Whilst in Bairnsdale, Aunty Cath worked with Kilmany Family Care where she looked after Aboriginal children in out-of-home care; over a six and half year period, she cared for more than 80 children. It was a role she continued after the Gippsland and East Gippsland Aboriginal Co-operative (GEGAC) assumed control of the organisation.
Whilst at GEGAC, Aunty Cath then turned her attention to the debilitating social effects of drug and alcohol abuse where over a 15 year period, she counselled and supported Koorie women suffering from alcohol dependence by offering classes in sewing, cooking and by lending a friendly ear. Her work extended to awareness by introducing programs into local primary and secondary schools teaching children of all ages the perils of drug and alcohol dependency.
Aunty Cath has also been a key voice in improving justice outcomes for Aboriginal people in the Gippsland region having served as an honorary probation officer and as an Elder in the Koorie Court in Bairnsdale where she was often called upon by the police to help young people in need.
She was also the initiator of the Lakes Entrance New Year’s Eve Koorie Marshalling program which has helped foster positive relations between police and Aboriginal revellers during New Year’s Eve celebrations in the Lakes Entrance.

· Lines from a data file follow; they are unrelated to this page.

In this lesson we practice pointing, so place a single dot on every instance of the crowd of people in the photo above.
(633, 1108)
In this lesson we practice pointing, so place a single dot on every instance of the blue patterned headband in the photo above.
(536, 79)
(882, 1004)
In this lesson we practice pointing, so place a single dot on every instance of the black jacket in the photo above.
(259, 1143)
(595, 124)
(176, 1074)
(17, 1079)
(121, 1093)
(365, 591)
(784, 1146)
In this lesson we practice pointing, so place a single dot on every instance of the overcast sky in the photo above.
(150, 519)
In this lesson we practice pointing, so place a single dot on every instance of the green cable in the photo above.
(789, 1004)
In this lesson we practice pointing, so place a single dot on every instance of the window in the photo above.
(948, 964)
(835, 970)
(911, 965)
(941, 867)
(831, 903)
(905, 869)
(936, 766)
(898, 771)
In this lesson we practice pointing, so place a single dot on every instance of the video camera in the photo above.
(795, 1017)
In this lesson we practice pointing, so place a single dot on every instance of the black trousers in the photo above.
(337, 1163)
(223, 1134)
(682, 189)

Aunty Cath's commitment to providing pastoral care for Aboriginal children and youth continued through the implementation of the Koorie Kids Church which operates twice a week for children between 7 to 14, a program which aims to raise awareness of family violence within the community.

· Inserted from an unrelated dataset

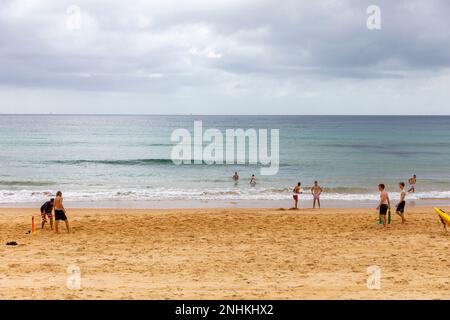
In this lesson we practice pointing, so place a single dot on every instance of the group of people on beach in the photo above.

Aunty Catherine Solomon's commitment to the betterment of the lives of Aboriginal people is second to none. From combating racism, to education and sport, community engagement, supporting children in out-of-home care, spreading awareness of drug and alcohol abuse, improving the justice outcomes for Aboriginal people and improving relations with local law enforcement, Aunty Cath's gentle touch has reached and changed the lives of many in her local community.
Her work has earned her widespread respect and admiration as she still continues to tackle the impact of poverty and disadvantage both in her local community and abroad, supporting disadvantaged children by preparing and sending gift packs.